As Beech, Freeman seems to be more like he's at playtime than someone responsible for the entire human race, but the movie is actually better for his levity. As the wise elder statesman, Beech gently prods Jack into figuring out a bit more about his world, calling on him to question the truths he has accepted as fact. Freeman does his best to suggest he's the great man that writer/director Kosinski wants him to be, though his character is so limited it ends up being little more than a bloated cameo.

But one of the biggest problems "Oblivion" has is with its killer drones. At first, they're nothing short of loud and terrifying, giving us a few tense early scenes that provide a frightening look into Jack's everyday life. When it gets down to the heavy shootouts, though, "Oblivion" loses its credibility as we see that the drones are little more than dimwitted terminators that can fly. For all the pomp and circumstance, they end up being not much more deadly than firecrackers, which might startle the easily perturbed but aren't much of an actual threat.

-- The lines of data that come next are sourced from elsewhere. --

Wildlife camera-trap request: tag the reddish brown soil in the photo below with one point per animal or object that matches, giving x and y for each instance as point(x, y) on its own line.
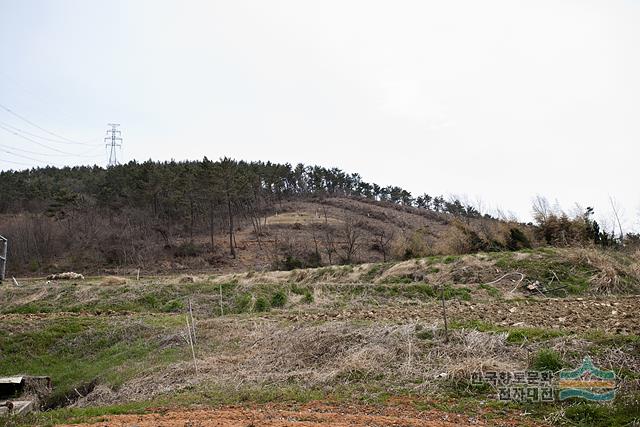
point(306, 416)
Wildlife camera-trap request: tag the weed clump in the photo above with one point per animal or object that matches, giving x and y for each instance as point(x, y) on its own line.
point(547, 360)
point(279, 299)
point(262, 305)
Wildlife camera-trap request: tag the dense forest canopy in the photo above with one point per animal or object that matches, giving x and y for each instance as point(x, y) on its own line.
point(142, 213)
point(168, 189)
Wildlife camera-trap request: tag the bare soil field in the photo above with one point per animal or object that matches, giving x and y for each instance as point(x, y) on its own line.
point(311, 415)
point(340, 345)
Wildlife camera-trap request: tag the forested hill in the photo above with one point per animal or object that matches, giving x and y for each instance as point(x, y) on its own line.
point(235, 215)
point(174, 189)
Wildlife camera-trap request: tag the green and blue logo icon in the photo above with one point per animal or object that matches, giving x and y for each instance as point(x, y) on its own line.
point(587, 382)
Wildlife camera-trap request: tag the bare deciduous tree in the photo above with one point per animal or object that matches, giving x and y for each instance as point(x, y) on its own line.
point(383, 240)
point(351, 235)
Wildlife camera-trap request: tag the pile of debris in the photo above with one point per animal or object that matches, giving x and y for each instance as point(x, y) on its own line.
point(20, 395)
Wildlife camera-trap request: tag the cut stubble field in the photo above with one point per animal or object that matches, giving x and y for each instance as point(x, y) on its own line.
point(344, 345)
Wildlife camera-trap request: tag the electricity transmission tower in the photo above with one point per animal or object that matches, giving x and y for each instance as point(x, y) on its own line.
point(113, 140)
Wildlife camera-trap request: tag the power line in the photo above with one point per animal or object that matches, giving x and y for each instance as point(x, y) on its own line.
point(39, 143)
point(15, 163)
point(10, 111)
point(24, 157)
point(42, 154)
point(17, 129)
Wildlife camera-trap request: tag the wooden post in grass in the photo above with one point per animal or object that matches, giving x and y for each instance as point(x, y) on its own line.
point(193, 323)
point(193, 351)
point(221, 310)
point(4, 243)
point(444, 315)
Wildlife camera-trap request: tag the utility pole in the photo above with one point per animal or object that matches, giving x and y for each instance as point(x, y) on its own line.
point(3, 256)
point(112, 141)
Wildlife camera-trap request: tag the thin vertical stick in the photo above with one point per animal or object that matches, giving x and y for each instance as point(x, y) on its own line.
point(193, 351)
point(409, 359)
point(193, 323)
point(444, 315)
point(221, 310)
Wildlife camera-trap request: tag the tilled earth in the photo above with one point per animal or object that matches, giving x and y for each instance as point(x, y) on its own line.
point(311, 415)
point(613, 314)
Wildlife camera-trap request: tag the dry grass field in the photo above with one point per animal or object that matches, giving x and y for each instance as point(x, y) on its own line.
point(348, 345)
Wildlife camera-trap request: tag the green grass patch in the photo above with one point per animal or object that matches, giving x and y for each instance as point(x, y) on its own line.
point(74, 351)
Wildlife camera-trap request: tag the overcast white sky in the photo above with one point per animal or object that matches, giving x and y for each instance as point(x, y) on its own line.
point(501, 100)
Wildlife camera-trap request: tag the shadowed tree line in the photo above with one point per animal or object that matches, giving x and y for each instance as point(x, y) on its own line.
point(116, 212)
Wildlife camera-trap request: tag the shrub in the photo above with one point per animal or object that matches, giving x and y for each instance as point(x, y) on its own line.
point(517, 240)
point(172, 306)
point(547, 360)
point(279, 299)
point(243, 302)
point(187, 249)
point(308, 297)
point(262, 305)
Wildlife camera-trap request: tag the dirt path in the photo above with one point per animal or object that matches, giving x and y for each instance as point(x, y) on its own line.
point(307, 416)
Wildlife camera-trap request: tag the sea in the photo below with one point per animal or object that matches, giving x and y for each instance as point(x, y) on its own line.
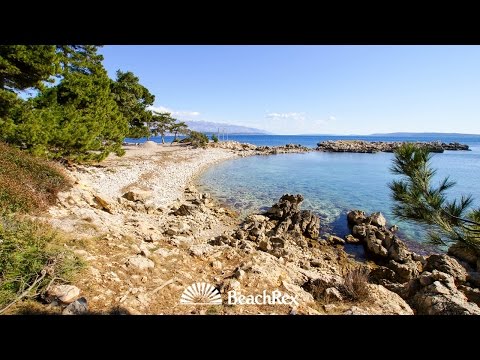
point(334, 183)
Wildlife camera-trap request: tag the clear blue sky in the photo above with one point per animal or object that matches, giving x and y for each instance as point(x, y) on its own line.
point(312, 89)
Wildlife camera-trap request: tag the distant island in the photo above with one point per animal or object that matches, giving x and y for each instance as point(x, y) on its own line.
point(231, 129)
point(427, 134)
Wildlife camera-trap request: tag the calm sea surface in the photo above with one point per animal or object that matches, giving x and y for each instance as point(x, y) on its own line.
point(333, 183)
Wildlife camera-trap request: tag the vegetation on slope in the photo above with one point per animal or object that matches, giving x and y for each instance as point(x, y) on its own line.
point(417, 199)
point(31, 255)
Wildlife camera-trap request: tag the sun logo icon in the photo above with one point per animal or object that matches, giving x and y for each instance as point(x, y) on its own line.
point(201, 294)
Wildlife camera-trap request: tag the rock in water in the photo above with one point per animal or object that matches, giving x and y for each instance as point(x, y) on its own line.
point(140, 262)
point(287, 206)
point(377, 219)
point(78, 307)
point(446, 264)
point(356, 217)
point(137, 195)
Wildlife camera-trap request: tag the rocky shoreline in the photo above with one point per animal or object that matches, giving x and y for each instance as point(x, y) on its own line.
point(350, 146)
point(360, 146)
point(150, 241)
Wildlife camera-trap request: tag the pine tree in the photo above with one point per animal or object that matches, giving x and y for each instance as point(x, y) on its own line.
point(132, 99)
point(178, 128)
point(80, 113)
point(416, 199)
point(161, 123)
point(22, 67)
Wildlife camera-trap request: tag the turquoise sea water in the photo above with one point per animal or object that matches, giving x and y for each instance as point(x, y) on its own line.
point(332, 183)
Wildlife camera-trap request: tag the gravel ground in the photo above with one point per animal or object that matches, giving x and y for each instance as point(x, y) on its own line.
point(163, 169)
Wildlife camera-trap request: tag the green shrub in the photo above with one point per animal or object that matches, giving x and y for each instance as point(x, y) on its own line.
point(28, 251)
point(27, 183)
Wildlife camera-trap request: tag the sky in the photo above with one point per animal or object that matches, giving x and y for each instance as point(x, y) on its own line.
point(328, 89)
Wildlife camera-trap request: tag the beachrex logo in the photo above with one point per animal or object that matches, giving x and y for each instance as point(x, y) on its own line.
point(206, 294)
point(275, 297)
point(201, 294)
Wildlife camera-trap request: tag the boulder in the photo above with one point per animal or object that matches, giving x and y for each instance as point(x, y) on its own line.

This is a movie where good guys are constantly down to their last breath, only to have someone else come out of absolutely nowhere to save the day. Once or maybe twice can be swallowed, but making that a habit is a good way to cheapen the drama.

Despite its limitations, though, some sci-fi lovers will still enjoy picking out the revolving door of sci-fi influences, from Kubrick's "2001" and "Star Wars" to "Alien" and even Andrey Tarkovsky's mind-bending "Solaris." The problem is that "Oblivion" is so busy reworking themes and visual clues from other sci-fi films that it scarcely ever strikes out on its own.

Considering that "Oblivion" started with a grandeur that hinted at great things to come, it's difficult to stomach a plot that devolves into shootouts with flying mechanical balls. Director Kosinski shows that he has some visual flair and loves the sci-fi films of yesterday, but "Oblivion" turns out to be a forgettable sci-fi adventure that never makes good on its promises.